La "Content Economy" può lasciare un po' perplessi per le cifre che girano e i personaggi che sforna, ma non c'è alcun dubbio che per "eccellere" occorrano delle skill notevoli. Un caso è certamente quello di Rachel Kisela, che ha montato i video di Mr. Beast, i più visti in assoluto su youtube.
Il montaggio è una fase molto sottovalutata della creazione dei contenuti, perchè allo spettatore non attento è quasi completamente trasparente. In realtà il montaggio svolge queste funzioni:
- Costruisce la narrazione. Il montaggio decide il ritmo e la sequenza delle scene. Un buon editor sa eliminare ciò che non serve e valorizzare i momenti chiave. Senza un montaggio efficace, anche riprese spettacolari possono risultare noiose o confuse.

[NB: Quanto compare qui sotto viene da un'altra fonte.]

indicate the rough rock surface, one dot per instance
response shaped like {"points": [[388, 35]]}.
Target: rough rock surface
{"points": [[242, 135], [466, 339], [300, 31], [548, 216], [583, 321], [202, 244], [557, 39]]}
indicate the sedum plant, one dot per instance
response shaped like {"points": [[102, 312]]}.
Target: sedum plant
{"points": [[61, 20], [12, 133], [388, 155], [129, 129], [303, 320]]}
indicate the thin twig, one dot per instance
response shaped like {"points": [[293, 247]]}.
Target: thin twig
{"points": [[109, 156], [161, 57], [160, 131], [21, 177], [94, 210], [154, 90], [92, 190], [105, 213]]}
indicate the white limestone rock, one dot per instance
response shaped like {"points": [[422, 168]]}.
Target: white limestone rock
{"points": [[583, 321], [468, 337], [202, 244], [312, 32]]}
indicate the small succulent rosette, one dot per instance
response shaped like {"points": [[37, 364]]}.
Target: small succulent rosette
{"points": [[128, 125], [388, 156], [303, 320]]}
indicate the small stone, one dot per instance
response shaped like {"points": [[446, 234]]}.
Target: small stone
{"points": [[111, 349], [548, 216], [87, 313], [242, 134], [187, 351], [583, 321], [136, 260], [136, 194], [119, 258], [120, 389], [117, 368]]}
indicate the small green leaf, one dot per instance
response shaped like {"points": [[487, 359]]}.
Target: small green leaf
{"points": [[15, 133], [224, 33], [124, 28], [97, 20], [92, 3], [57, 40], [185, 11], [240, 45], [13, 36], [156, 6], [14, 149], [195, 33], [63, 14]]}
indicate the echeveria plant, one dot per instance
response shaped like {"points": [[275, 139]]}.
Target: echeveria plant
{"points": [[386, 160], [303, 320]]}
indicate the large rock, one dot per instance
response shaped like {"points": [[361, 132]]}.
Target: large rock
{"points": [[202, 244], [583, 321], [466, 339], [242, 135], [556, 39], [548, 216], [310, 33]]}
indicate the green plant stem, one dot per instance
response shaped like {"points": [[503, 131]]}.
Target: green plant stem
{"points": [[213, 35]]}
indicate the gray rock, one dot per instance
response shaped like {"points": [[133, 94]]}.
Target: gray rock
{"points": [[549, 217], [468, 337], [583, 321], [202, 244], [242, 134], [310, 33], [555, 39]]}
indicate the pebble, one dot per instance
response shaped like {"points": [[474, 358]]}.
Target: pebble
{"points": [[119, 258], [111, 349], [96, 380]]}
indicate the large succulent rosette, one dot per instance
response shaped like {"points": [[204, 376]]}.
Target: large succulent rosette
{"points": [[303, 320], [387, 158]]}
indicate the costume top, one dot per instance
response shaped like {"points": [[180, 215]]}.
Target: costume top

- Determina il ritmo e l’attenzione. Il montaggio gestisce la durata delle inquadrature, alterna piani veloci a momenti più lenti. È ciò che mantiene alta l’attenzione dello spettatore e impedisce che si distragga.
- Integra suono e musica. La sincronizzazione tra immagini, musica, effetti sonori e voce narrante è tutta opera del montaggio. Una musica montata male rovina l’impatto emotivo, mentre un buon montaggio audio-visivo moltiplica l’efficacia del messaggio.
- Definisce lo stile e l’identità visiva. Tagli, transizioni, effetti, color grading: tutto contribuisce a dare al video un tono unico. Il montaggio trasforma immagini “grezze” in un prodotto coerente con il brand o con l’intento artistico.
- Guida lo sguardo dello spettatore. Attraverso il ritmo e la sequenza, il montaggio orienta l’attenzione su ciò che è davvero importante. Un montaggio curato rende chiaro il messaggio; uno trascurato lo rende dispersivo.
- Risolve problemi delle riprese tagliando momenti morti, correggendo errori, ricostruendo fluidità narrativa: il montaggio spesso “salva” ciò che in ripresa non era perfetto.